Wauters: Kritiek is onvermijdelijk, zeker in tijden van Twitter en internetforums. Tja, ik doe het graag, ik doe het met veel enthousiasme en ik probeer mij goed voor te bereiden. Toegegeven, ik zeg al eens Jean-Eric Vergne wanneer het Daniel Ricciardo moet zijn, maar die twee Toro Rosso’s lijken ook zo verdomd veel op elkaar. Vinden de F1-freaks daarom dat die Wauters er geen kloten van kent? Dat is hun goed recht, ik heb daar totaal geen problemen mee. Maar ik ben niet tegen een klein beetje klasse in de manier waarop je iets zegt, dat is iets anders.

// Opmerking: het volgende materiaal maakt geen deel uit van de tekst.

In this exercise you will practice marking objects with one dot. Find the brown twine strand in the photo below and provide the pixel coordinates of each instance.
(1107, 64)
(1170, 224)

Ik herbekijk nadien altijd de race op de BBC, waar David Coulthard commentaar geeft, met al zijn F1-ervaring. Ik kom tot de conclusie dat ik en mijn sidekick Gert Vermersch weinig missen. Een commentator moet de kijker vooral helpen de koers te lezen, vind ik. Niet alleen: Vettel rijdt op kop, maar ook waarom rijdt Vettel op kop, en zal hij dat kunnen volhouden? We proberen ons enthousiasme voor de sport over te brengen, zonder overdreven technisch te worden. Ik wil gerust voor de tiende keer zeggen dat DRS voor drag reduction system staat en de kijker daarbij keer op keer eenvoudig uitleggen waarvoor dat dient. Maak ik het dan te simpel? Die discussie doet me denken aan de begindagen van Clouseau. Toen stond er ook een politiek correcte hoek klaar die vond dat zo’n commerciële, gemakkelijke groep niet mocht bestaan en zeker niet zo veel succes mocht hebben. Nu zijn we twintig jaar later en niemand kan nog zeggen dat ons succes gratuit of goedkoop is, of dat we niet hyperprofessioneel werken en de lat voor onszelf zeer hoog leggen.
Trouwens, ik heb in mijn hele leven nog nooit zo veel goede commentaar gekregen op iets wat ik deed als nu in de formule 1. Zelfs niet in de absolute hoogdagen van Clouseau. Waar praten we dan over?